Aucklanders face the prospect of steep rate rises next year as the Super City finances go from bad to worse in the midst of the cost of living crisis.
Council sources said stubbornly high inflation, wage rises and interest costs have seen the projected budget hole of between $90 million and $150m balloon to $270m.
Unless big savings are found fast at Auckland Council and the wider council group that could spell rate rises of up to 12 per cent, sources told the Herald.
Falling revenue from things like resource consents as the economy heads south next year is also adding to the deficit.
The dire financial outlook presents a big headache for Mayor Wayne Brown, who during the mayoral contest would not say how much he would raise rates in his first term until he understood the state of the council finances.
Last night, Brown declined to comment on the budget deficit but said whatever numbers are made public will not include an expected blowout in the $4.4 billion City Rail Link (CRL).
In a gloomy inauguration speech 10 days ago, Brown warned Aucklanders are “sailing into an economic and fiscal storm” but he planned to keep rates low, parks in good shape and the zoo or museum an affordable treat for everyone.

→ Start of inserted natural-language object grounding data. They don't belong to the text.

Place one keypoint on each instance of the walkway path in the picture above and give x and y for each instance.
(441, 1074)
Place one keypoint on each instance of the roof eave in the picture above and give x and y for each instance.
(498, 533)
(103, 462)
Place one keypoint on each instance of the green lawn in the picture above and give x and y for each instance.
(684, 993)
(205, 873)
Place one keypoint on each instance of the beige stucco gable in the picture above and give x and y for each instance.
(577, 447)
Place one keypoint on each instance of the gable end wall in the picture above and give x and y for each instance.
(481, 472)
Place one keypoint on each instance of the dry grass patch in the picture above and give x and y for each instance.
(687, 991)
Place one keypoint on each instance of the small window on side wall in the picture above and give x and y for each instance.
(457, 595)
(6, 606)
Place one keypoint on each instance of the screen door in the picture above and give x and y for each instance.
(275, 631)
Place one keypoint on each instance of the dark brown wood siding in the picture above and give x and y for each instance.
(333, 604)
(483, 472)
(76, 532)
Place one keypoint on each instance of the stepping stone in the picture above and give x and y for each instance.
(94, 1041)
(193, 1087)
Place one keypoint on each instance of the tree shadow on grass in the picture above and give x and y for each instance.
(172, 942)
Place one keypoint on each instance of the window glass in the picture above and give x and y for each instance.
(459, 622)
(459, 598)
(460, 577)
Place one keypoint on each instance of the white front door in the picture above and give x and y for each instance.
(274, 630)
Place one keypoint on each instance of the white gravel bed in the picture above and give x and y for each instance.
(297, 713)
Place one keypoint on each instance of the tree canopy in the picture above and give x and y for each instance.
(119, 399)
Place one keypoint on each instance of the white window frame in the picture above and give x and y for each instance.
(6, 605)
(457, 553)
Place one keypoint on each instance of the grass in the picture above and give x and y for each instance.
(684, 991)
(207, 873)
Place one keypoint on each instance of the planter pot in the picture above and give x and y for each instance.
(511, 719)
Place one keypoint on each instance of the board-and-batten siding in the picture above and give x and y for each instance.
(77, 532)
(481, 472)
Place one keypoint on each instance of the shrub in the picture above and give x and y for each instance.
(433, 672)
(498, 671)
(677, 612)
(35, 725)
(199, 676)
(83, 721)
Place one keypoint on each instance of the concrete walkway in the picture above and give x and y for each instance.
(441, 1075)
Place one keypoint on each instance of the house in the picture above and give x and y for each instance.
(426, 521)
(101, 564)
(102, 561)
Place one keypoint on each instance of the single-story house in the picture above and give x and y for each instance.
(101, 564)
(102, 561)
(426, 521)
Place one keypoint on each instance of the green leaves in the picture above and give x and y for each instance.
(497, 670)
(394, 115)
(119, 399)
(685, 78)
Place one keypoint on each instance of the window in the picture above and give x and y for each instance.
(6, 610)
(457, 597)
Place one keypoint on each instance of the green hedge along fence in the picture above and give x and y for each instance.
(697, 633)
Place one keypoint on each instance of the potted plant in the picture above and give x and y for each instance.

The latest financial update - the first since former Mayor Phil Goff presented his final budget proposal in June for a 5.6 per cent rate rise this year - is due to be published today.
The current 10-year budget has a 3.5 per cent rates increase pencilled in next year.
The financial update will be discussed at the first proper business of the governing body on Thursday, comprising the mayor and 20 councillors.
It is understood Brown will set out a plan to tackle the $270 million shortfall through a combination of rate rises, savings and demanding better performance by the council, council-controlled organisations (CCOs) and Ports of Auckland.
The new mayor has already backed away from a campaign promise to force the port to pay rates and dividends of $400 million a year, now saying that is not possible through port operations.
One option Brown could consider to reduce debt and the cost of debt servicing is selling the council’s 18 per cent shareholding in Auckland Airport, valued at about $2 billion.
Any suggestion of selling the airport shares would face strong opposition around the council table, particularly from left-leaning councillors.
Mayoral sources say Brown accepts inflation and falling council revenues are part of the problem, but he also blames head office overheads and inefficiencies in delivering services not just at Auckland Council but throughout the wider council group.
The Herald understands Brown will ask councillors to agree to a forensic, line-by-line analysis of the council, CCOs and port company. This work will have to happen in a hurry as the mayor has to publish the first draft of next year’s budget before Christmas.
The governing body’s work of finding savings is made harder by Brown ruling out cuts to what he calls " the essential services Aucklanders’ value”, although he has yet to spell out what he means by “essential”.
In a statement last night, Brown had a crack at former Mayor Phil Goff for using a $127m payment from the Government to “paper over the fiscal cracks” in this year’s budget and push out hard decisions to the new council.
The council received the money as part of a $500m “better-off” payment for handing over $11 billion of council water assets under the Government’s Three Waters reforms.
At the time Goff defended using the money to help plug a $175m budget deficit, saying it helped ratepayers burdened with inflation and higher interest rates.
On the CRL, Brown said the board and management of the country’s largest infrastructure project have not told either their central or local government shareholders the expected cost of the blowout, despite multiple requests.
“It’s completely unsatisfactory,” he said.
The Herald sought comment from Goff but he hadn’t responded by time of publication.